First to Possess His Statistics: Data-Free Model Extraction Attack on Tabular Data
This addresses security vulnerabilities in machine learning models for domains like medical diagnosis, though it is incremental as it builds on existing attack methods.
The paper tackles model extraction attacks on tabular data by introducing TEMPEST, a data-free method that uses publicly available statistics to generate query samples, achieving performance comparable to previous attacks without needing initial data.
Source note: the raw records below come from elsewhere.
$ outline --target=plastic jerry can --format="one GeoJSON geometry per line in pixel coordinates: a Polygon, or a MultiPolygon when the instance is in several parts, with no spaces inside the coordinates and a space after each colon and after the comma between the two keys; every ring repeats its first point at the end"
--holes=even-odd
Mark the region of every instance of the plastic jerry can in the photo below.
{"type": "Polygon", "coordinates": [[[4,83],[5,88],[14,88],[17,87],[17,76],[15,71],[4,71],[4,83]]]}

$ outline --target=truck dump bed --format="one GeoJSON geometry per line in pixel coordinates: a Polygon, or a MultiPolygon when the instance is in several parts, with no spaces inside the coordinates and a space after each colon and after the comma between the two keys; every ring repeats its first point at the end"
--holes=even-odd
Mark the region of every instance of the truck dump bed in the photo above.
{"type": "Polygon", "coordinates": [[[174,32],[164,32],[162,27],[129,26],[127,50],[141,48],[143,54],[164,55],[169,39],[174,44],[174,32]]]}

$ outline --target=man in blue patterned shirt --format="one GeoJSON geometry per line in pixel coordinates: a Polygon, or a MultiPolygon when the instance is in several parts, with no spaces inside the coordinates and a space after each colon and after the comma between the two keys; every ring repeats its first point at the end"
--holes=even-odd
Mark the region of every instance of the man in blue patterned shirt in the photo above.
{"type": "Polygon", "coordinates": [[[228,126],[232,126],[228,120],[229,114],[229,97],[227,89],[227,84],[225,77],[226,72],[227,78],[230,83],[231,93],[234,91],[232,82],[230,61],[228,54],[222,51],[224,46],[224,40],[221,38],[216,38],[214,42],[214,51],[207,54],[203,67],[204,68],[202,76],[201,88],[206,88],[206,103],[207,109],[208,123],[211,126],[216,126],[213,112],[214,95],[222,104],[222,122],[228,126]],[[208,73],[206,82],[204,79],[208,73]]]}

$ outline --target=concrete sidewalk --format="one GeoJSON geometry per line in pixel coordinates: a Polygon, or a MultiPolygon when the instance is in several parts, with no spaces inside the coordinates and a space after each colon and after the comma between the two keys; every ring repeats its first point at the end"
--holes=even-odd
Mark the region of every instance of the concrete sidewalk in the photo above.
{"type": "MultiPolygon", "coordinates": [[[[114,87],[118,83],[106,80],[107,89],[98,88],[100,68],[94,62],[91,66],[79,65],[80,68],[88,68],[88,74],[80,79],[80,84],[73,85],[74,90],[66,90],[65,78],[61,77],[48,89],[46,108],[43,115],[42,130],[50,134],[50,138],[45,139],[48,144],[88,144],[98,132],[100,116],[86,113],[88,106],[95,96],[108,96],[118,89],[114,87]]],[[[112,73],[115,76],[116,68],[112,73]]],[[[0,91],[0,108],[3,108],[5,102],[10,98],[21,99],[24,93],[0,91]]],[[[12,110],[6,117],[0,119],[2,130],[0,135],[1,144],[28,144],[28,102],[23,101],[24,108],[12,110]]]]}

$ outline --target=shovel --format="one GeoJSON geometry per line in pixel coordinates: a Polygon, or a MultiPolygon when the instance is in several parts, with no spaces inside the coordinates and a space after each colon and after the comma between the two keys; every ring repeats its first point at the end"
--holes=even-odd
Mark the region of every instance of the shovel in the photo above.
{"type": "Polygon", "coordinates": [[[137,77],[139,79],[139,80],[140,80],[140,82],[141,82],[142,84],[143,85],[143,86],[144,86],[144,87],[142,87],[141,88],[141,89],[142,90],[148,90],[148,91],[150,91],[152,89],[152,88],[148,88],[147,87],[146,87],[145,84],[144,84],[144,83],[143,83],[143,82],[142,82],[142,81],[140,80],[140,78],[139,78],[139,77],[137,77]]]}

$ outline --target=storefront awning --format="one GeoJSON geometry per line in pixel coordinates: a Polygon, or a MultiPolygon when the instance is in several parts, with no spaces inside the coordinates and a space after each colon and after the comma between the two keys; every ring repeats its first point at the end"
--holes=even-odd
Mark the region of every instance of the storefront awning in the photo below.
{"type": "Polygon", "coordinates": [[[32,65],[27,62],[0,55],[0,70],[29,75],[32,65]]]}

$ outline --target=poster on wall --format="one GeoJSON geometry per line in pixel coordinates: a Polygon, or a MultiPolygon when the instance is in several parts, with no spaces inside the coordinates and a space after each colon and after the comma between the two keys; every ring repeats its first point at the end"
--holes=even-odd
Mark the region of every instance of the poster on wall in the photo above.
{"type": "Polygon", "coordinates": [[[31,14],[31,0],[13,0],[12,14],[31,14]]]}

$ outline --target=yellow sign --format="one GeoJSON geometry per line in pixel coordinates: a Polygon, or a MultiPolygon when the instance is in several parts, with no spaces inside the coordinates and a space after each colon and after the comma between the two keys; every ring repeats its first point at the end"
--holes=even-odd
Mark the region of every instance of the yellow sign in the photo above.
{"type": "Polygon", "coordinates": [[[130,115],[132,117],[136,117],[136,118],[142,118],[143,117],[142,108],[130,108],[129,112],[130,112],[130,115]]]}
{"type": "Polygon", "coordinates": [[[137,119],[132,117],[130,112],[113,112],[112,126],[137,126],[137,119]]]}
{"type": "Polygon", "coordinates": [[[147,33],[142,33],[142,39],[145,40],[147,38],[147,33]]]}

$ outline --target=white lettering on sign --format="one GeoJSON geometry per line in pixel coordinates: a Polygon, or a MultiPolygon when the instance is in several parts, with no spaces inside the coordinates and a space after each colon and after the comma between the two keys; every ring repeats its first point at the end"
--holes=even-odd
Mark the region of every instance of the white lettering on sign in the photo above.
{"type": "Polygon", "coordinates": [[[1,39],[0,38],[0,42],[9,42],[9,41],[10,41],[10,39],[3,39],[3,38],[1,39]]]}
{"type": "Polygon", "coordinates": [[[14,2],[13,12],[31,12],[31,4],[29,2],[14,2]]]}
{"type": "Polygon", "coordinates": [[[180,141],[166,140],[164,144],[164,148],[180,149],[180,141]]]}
Model extraction attacks are a kind of attacks where an adversary obtains a machine learning model whose performance is comparable with one of the victim model through queries and their results. This paper presents a novel model extraction attack, named TEMPEST, applicable on tabular data under a practical data-free setting. Whereas model extraction is more challenging on tabular data due to normalization, TEMPEST no longer needs initial samples that previous attacks require; instead, it makes use of publicly available statistics to generate query samples. Experiments show that our attack can achieve the same level of performance as the previous attacks. Moreover, we identify that the use of mean and variance as statistics for query generation and the use of the same normalization process as the victim model can improve the performance of our attack. We also discuss a possibility whereby TEMPEST is executed in the real world through an experiment with a medical diagnosis dataset. We plan to release the source code for reproducibility and a reference to subsequent works.